2.Inhoudelijke beoordeling
2.1.Op deze zaak is, gelet op het overgangsrecht van deel C, artikel 1, van de Wet aanpassing bestuursprocesrecht, de Algemene wet bestuursrecht van toepassing zoals deze wet luidde tot en met 31 december 2012. Het in beroep bestreden besluit is namelijk bekend gemaakt vóór 1 januari 2013.

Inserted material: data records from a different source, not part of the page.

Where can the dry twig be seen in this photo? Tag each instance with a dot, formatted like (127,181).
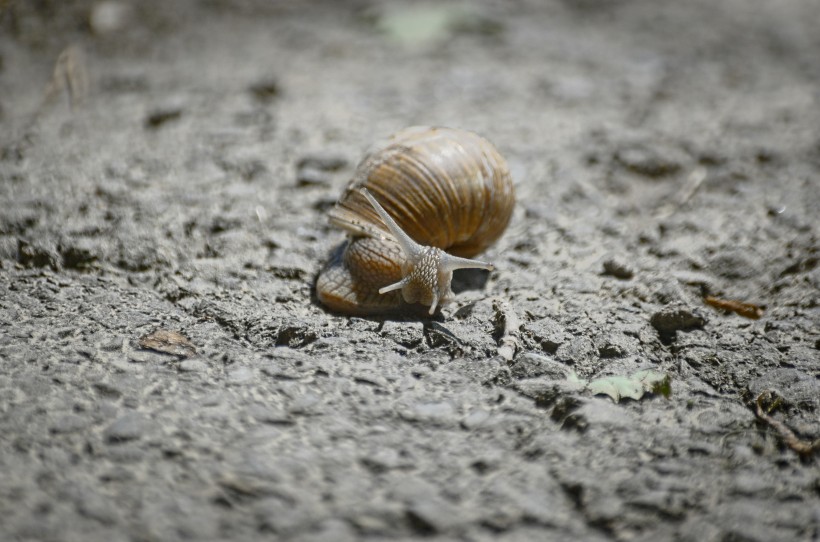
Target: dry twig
(803,447)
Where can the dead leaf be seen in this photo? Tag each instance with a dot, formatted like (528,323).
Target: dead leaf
(747,310)
(168,342)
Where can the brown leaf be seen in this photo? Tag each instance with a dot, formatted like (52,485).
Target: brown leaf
(168,342)
(743,309)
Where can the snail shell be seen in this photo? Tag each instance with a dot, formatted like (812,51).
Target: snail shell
(419,204)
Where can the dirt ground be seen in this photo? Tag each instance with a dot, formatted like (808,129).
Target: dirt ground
(170,165)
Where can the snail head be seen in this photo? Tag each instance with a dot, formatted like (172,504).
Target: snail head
(427,271)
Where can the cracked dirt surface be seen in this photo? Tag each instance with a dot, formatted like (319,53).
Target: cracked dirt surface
(661,151)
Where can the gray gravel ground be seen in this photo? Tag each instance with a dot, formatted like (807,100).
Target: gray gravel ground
(662,150)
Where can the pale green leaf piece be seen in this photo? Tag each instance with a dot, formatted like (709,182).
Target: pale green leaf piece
(632,387)
(426,23)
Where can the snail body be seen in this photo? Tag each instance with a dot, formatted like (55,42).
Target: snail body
(419,205)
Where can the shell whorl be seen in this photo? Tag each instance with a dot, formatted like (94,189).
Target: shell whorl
(444,188)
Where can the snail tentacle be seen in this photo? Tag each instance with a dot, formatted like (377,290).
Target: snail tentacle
(428,271)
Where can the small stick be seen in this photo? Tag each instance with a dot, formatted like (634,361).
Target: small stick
(508,344)
(802,447)
(747,310)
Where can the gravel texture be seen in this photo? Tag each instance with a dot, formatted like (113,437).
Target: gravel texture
(167,374)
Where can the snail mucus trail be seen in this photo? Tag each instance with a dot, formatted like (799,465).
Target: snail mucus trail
(420,205)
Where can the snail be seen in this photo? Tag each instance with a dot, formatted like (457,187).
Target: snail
(419,205)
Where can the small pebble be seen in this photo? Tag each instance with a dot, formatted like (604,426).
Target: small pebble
(618,269)
(676,317)
(130,426)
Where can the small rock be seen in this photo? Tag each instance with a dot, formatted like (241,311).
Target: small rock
(130,426)
(531,365)
(305,403)
(475,419)
(167,342)
(578,351)
(618,269)
(68,423)
(161,116)
(108,17)
(240,375)
(736,263)
(432,515)
(433,412)
(407,334)
(676,317)
(651,161)
(546,333)
(265,90)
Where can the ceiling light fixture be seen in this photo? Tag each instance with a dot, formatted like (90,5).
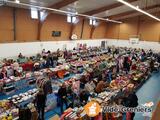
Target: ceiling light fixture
(138,9)
(17,1)
(61,11)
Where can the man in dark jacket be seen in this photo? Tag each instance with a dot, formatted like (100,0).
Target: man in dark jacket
(131,101)
(62,94)
(40,103)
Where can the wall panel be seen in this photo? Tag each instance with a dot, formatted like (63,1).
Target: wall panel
(6,24)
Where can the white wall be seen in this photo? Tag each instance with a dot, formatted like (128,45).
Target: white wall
(31,48)
(155,46)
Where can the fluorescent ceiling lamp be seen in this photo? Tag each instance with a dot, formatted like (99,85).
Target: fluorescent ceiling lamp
(17,1)
(138,9)
(60,11)
(90,21)
(72,19)
(34,13)
(75,19)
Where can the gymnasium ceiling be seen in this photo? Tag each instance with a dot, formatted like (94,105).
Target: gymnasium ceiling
(100,8)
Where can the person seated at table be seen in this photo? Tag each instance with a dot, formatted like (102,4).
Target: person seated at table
(100,86)
(40,101)
(62,96)
(20,56)
(55,59)
(3,73)
(84,95)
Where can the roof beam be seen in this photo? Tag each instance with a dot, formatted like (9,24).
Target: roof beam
(62,4)
(107,7)
(131,12)
(55,6)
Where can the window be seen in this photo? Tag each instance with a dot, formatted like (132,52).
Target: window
(72,19)
(34,13)
(69,19)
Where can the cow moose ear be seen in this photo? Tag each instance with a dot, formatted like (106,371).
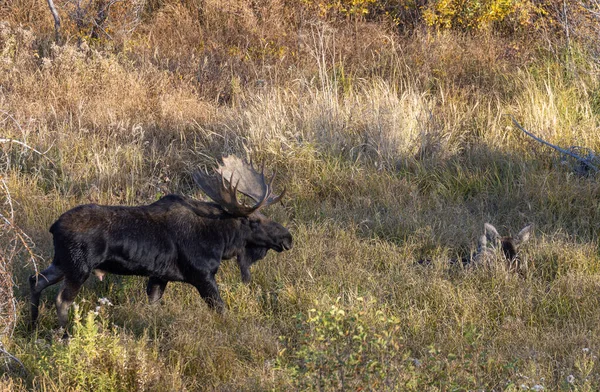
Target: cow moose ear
(524,234)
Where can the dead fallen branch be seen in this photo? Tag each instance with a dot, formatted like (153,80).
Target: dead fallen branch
(586,163)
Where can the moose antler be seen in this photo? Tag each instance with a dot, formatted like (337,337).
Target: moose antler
(241,177)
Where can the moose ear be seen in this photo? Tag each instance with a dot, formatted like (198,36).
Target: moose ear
(524,234)
(491,233)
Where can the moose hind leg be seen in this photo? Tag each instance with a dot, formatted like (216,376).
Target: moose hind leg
(155,289)
(209,291)
(64,299)
(38,283)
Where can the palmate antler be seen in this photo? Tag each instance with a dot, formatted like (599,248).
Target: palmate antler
(236,175)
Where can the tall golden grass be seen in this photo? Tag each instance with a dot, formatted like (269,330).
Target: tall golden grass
(393,148)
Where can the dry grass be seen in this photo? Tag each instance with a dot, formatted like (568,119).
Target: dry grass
(392,149)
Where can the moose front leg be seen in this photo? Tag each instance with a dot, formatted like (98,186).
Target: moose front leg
(249,256)
(203,278)
(209,291)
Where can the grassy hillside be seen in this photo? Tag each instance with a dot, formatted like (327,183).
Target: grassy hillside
(391,131)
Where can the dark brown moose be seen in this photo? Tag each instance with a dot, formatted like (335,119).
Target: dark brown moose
(175,239)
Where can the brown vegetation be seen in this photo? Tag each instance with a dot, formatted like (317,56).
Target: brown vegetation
(386,121)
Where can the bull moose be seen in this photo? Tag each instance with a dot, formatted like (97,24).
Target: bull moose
(175,239)
(492,245)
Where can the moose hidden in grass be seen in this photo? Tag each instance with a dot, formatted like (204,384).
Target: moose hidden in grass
(492,245)
(175,239)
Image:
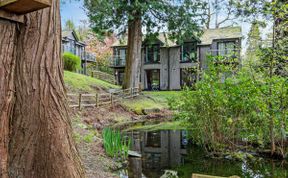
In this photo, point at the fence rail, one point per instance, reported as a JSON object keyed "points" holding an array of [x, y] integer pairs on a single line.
{"points": [[98, 100], [103, 76]]}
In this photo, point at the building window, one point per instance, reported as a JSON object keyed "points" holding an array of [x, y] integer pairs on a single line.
{"points": [[226, 48], [153, 79], [152, 54], [120, 56], [153, 139], [189, 52], [188, 77]]}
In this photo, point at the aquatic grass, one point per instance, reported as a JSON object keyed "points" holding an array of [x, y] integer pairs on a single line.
{"points": [[115, 144]]}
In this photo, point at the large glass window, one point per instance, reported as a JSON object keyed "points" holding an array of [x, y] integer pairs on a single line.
{"points": [[152, 54], [188, 77], [189, 52], [153, 79], [120, 56], [226, 48], [153, 139]]}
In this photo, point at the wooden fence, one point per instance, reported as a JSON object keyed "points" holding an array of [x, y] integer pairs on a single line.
{"points": [[103, 76], [98, 100]]}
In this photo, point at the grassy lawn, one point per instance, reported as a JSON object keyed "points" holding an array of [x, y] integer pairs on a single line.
{"points": [[150, 100], [78, 82], [173, 125]]}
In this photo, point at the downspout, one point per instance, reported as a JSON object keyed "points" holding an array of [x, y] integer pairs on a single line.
{"points": [[168, 68], [85, 64]]}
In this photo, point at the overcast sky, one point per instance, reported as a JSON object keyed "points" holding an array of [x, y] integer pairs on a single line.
{"points": [[74, 11]]}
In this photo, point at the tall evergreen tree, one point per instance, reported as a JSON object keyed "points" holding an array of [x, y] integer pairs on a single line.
{"points": [[181, 18], [35, 131]]}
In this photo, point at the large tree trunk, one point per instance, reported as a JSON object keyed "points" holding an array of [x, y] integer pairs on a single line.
{"points": [[8, 40], [40, 133], [133, 58]]}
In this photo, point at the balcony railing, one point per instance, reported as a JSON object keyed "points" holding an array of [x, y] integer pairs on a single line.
{"points": [[117, 61], [89, 57]]}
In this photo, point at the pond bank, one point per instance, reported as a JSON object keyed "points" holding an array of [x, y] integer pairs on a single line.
{"points": [[172, 150]]}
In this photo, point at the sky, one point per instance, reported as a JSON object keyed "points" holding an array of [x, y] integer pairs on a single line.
{"points": [[74, 11]]}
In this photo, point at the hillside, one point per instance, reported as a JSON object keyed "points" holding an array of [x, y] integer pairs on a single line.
{"points": [[84, 84]]}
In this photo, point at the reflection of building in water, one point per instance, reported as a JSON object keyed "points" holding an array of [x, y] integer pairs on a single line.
{"points": [[160, 150]]}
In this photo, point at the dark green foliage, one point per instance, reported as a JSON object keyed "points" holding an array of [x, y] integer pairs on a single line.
{"points": [[71, 62], [181, 18], [115, 144], [228, 106]]}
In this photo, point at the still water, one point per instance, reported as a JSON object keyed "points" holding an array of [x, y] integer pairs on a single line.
{"points": [[171, 150]]}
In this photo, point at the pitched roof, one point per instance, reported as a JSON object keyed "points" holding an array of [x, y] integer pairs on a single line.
{"points": [[220, 33], [206, 39]]}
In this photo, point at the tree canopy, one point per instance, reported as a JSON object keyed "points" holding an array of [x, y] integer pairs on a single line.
{"points": [[181, 18]]}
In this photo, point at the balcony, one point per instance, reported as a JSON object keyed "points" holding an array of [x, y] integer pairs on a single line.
{"points": [[118, 61], [89, 57], [227, 56]]}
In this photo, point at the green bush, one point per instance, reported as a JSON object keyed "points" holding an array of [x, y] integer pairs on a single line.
{"points": [[71, 62], [239, 107]]}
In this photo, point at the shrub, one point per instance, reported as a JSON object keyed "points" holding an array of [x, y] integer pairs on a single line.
{"points": [[71, 62]]}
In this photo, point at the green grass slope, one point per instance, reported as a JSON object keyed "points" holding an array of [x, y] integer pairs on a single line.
{"points": [[150, 100], [81, 83]]}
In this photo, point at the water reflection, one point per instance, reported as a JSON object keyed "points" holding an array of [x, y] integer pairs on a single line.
{"points": [[159, 150], [162, 150]]}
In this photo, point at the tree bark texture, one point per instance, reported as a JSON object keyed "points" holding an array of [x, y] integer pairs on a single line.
{"points": [[40, 132], [133, 59], [8, 39]]}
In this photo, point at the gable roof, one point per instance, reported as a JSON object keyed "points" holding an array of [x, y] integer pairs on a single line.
{"points": [[220, 33], [71, 34], [206, 39]]}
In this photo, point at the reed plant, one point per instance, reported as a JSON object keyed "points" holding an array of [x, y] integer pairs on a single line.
{"points": [[115, 144]]}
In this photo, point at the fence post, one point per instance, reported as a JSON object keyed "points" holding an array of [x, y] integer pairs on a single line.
{"points": [[80, 100], [97, 100], [111, 99]]}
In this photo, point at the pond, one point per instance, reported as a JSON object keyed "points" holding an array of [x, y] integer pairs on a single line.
{"points": [[171, 150]]}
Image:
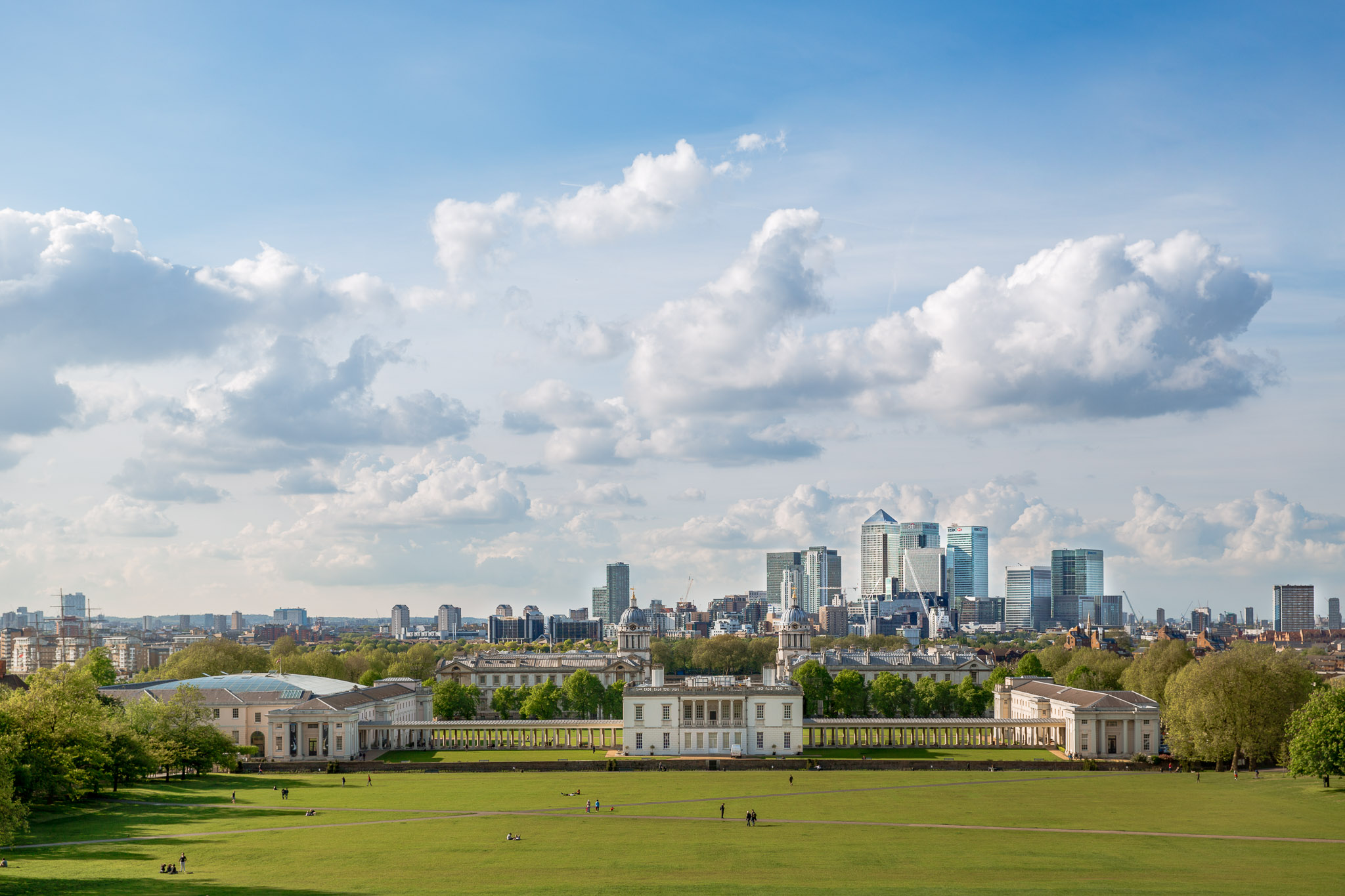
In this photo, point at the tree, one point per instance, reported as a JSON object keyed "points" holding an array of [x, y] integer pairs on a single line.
{"points": [[1235, 703], [891, 695], [502, 700], [1029, 666], [97, 662], [583, 694], [1152, 670], [817, 684], [1315, 735], [542, 702], [455, 702], [849, 694]]}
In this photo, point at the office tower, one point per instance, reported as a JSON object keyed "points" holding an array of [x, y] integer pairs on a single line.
{"points": [[450, 618], [618, 591], [291, 616], [775, 565], [821, 578], [1075, 572], [969, 566], [1296, 608], [1026, 597], [880, 542], [400, 622], [925, 570]]}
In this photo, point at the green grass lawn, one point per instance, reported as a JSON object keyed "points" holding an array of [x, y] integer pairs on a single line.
{"points": [[984, 754], [490, 756], [666, 826]]}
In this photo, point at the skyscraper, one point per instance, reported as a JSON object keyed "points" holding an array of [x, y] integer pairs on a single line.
{"points": [[400, 622], [1075, 572], [880, 542], [1026, 597], [618, 591], [969, 562], [775, 565], [821, 578], [1296, 608]]}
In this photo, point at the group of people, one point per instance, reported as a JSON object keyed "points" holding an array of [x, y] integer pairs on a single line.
{"points": [[170, 868]]}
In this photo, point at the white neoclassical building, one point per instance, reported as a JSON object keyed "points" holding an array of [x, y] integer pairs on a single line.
{"points": [[1097, 725]]}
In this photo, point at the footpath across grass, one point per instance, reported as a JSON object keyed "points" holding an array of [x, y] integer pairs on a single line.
{"points": [[811, 834]]}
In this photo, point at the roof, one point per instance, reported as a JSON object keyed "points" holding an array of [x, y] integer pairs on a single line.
{"points": [[1087, 699]]}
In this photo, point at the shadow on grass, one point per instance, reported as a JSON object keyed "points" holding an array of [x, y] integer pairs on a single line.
{"points": [[152, 883]]}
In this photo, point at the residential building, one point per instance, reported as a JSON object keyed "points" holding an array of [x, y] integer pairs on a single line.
{"points": [[1075, 572], [969, 570], [1097, 725], [880, 543], [1026, 597], [400, 621], [1296, 608]]}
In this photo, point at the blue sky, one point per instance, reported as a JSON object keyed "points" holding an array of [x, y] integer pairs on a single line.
{"points": [[409, 399]]}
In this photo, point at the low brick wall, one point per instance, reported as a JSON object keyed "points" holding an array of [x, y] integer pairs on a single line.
{"points": [[780, 763]]}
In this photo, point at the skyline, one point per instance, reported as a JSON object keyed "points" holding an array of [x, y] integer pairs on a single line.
{"points": [[386, 316]]}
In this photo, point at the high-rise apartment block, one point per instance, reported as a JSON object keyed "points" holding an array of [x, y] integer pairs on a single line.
{"points": [[1026, 597], [1075, 572], [400, 622], [880, 554], [969, 561], [1296, 608]]}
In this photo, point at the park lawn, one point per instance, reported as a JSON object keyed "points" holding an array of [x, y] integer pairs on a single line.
{"points": [[491, 756], [971, 754], [676, 856]]}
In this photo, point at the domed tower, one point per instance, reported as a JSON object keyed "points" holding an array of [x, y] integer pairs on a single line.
{"points": [[632, 634], [795, 640]]}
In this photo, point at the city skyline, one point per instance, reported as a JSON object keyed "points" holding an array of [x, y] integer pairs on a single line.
{"points": [[456, 333]]}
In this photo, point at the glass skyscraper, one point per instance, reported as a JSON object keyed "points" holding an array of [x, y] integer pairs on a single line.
{"points": [[880, 543], [969, 571], [1075, 572]]}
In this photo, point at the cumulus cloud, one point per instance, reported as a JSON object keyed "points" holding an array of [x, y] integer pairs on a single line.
{"points": [[1087, 330], [294, 408], [474, 237]]}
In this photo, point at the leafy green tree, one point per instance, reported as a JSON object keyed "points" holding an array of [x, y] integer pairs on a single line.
{"points": [[817, 684], [849, 694], [1152, 670], [502, 702], [544, 702], [97, 662], [1235, 703], [891, 695], [583, 694], [1029, 666], [452, 700], [1315, 735]]}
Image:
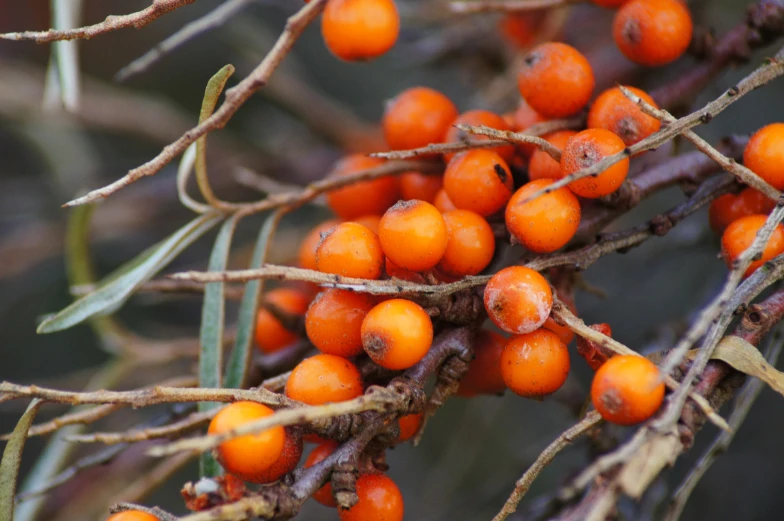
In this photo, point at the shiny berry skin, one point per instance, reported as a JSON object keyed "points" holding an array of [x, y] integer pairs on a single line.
{"points": [[764, 154], [653, 32], [587, 148], [535, 364], [484, 371], [545, 223], [371, 197], [478, 180], [416, 118], [470, 245], [397, 333], [324, 379], [358, 30], [413, 235], [739, 236], [379, 500], [556, 80], [351, 250], [518, 299], [248, 456], [615, 112], [627, 389], [271, 336]]}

2.2.De rechtbank stelt allereerst vast dat er in deze zaak onduidelijk is wanneer eiser precies een aanvraag tot wijziging heeft gedaan. Er is niet gebleken van een melding en er zit geen aanvraagformulier in het dossier. Volgens eiser is waarschijnlijk begin mei 2011 mondeling verzocht om aanpassing van de norm en dient in elk geval per 1 juni 2011 de uitkering te worden gewijzigd. Volgens verweerder lijkt het erop dat geen schriftelijke aanvraag is gedaan maar dat er rond december 2011 is gesproken over de wijziging. De rechtbank stelt vast dat beide partijen de datum van de aanvraag niet met schriftelijke stukken kunnen onderbouwen. Ter zitting heeft verweerder wel een gespreksnotitie van 15 december 2011 overgelegd, waaruit blijkt dat telefonisch is gesproken over de toeslag voor het co-ouderschap. De rechtbank zal deze gespreksnotitie, bij gebrek aan een aanvraagformulier of enig ander bewijsmiddel, als aanvraag kwalificeren. De rechtbank gaat er daarom van uit dat ter beoordeling voorligt de periode vanaf 15 december 2011 tot en met 15 februari 2012 (de datum van het primaire besluit). Nu eiser heeft aangevoerd dat er al vanaf 1 juni 2011 sprake is van co-ouderschap, vat de rechtbank het verzoek mede op als een aanvraag om wijziging van de bijstand met terugwerkende kracht.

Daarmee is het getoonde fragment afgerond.